The model with the original configuration represents a production system equipped with inadequate resources. Such situation is common to manufacturing industry, where upgrade of existing production systems is a necessity with the growth of production demand.
Simulation can help you find a solution to eliminate such inadequacies and improve the performance of the production system. The process of searching for solutions is the process of evaluating the existing production process and exploring alternative resource profiles. Simulation helps this process by effectively replicating what is happening or is going to happen in the real world.
The following steps introduce how a performance improvement solution is developed for the modeled batch production process.
Step 1: Run the simulation using the original resource profile. The scope labeled Average Volume of Order Backlog shows that orders accumulate. In addition, the scope labeled Utilization of Batch Reactors shows that the batch reactors operate at full capacity. Both quantities indicate that the system needs more batch reactors to enhance its production capability.
Step 2: Following the analysis in the previous step, the second simulation increases the number of batch reactors to 20. You may expect a drop in the volume of order backlog and the utilization of the batch reactors. However, the figures below illustrate that neither becomes true. The order backlog stays at a high volume and even with 10 more batch reactors, the utilization is still at a peak.
Inspecting the scope labeled Average Number of Batches Waiting and the scope labeled Utilization of Draining Facility indicates that over half the batch reactors wait for draining even though the draining facility operates at full capacity. This performance bottleneck can be alleviated by increasing the capacity of the draining facility.
Step 3: Increase the capacity of the draining facility to 2, and run the simulation again. From the figures below, you can observe that the average number of batches waiting for draining is tremendously reduced. This indicates that the draining facility is adequate.
However, the order backlog still has a high volume. Further inspection of simulation results exposes another bottleneck of the production process -- the heat supply. On average, almost 10 batches are waiting for the use of the heat supply. This indicates that the capacity of the heat supply needs to be increased.

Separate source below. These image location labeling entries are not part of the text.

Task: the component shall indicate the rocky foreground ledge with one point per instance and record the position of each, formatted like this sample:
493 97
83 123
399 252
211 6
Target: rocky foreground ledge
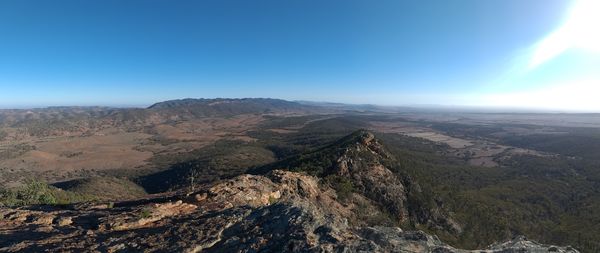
279 212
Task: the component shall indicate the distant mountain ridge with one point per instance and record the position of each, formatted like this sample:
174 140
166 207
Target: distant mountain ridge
180 109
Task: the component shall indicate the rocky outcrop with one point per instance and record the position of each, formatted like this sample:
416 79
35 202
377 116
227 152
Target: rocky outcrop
278 212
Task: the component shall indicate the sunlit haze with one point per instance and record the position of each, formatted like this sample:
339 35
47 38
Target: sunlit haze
536 54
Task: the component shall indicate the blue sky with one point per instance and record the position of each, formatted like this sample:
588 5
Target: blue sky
459 52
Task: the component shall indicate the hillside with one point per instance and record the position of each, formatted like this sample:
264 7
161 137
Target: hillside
278 212
350 195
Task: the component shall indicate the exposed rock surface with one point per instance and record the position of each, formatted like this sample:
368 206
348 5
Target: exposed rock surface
279 212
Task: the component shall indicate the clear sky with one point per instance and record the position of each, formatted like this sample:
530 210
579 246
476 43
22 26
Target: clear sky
516 53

Step 4: Increase capacity of the heat supply by 1 and rerun the simulation. This time, scopes show a performance that indicates a system with sufficient capacity -- order backlog is almost zero and the number of waiting batches between production steps is low.
Inspecting utilizations of shared resources indicates that the water supply, the heat supply and the draining facility almost operate at full capacity. However, batch reactors only have a utilization of 60%. This suggests that the production system may have more batch reactors than needed.

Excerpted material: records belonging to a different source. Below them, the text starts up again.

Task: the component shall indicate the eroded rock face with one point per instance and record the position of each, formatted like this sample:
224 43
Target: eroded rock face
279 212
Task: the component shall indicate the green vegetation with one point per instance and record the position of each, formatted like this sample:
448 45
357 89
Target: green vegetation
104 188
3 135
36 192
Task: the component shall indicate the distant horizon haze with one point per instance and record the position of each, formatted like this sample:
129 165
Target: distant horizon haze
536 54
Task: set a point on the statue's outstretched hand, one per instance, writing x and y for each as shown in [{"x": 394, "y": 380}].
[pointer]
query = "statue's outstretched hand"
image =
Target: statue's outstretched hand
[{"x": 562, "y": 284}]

Step 5: Reduce the number of batch reactors to 13. This time the utilization of batch reactors are increased, with the system providing sufficient capacity to fully satisfy the production demand.

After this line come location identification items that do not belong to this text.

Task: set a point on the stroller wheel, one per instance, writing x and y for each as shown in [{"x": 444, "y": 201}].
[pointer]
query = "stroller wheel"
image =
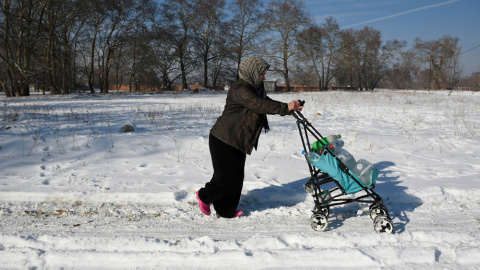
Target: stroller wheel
[
  {"x": 322, "y": 209},
  {"x": 319, "y": 222},
  {"x": 383, "y": 224},
  {"x": 378, "y": 209}
]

The figures below illustrate the performance of the production system at the end of step 5.
The above steps suggest a solution to improve the production system. Adding 3 more batch reactors, 1 more heating unit and 1 more draining unit will enable the system to fully satisfy the given production demand when the system operates at full capacity. The production system should further increase resource capacities considering future growth of the demand and the needs for system maintenance.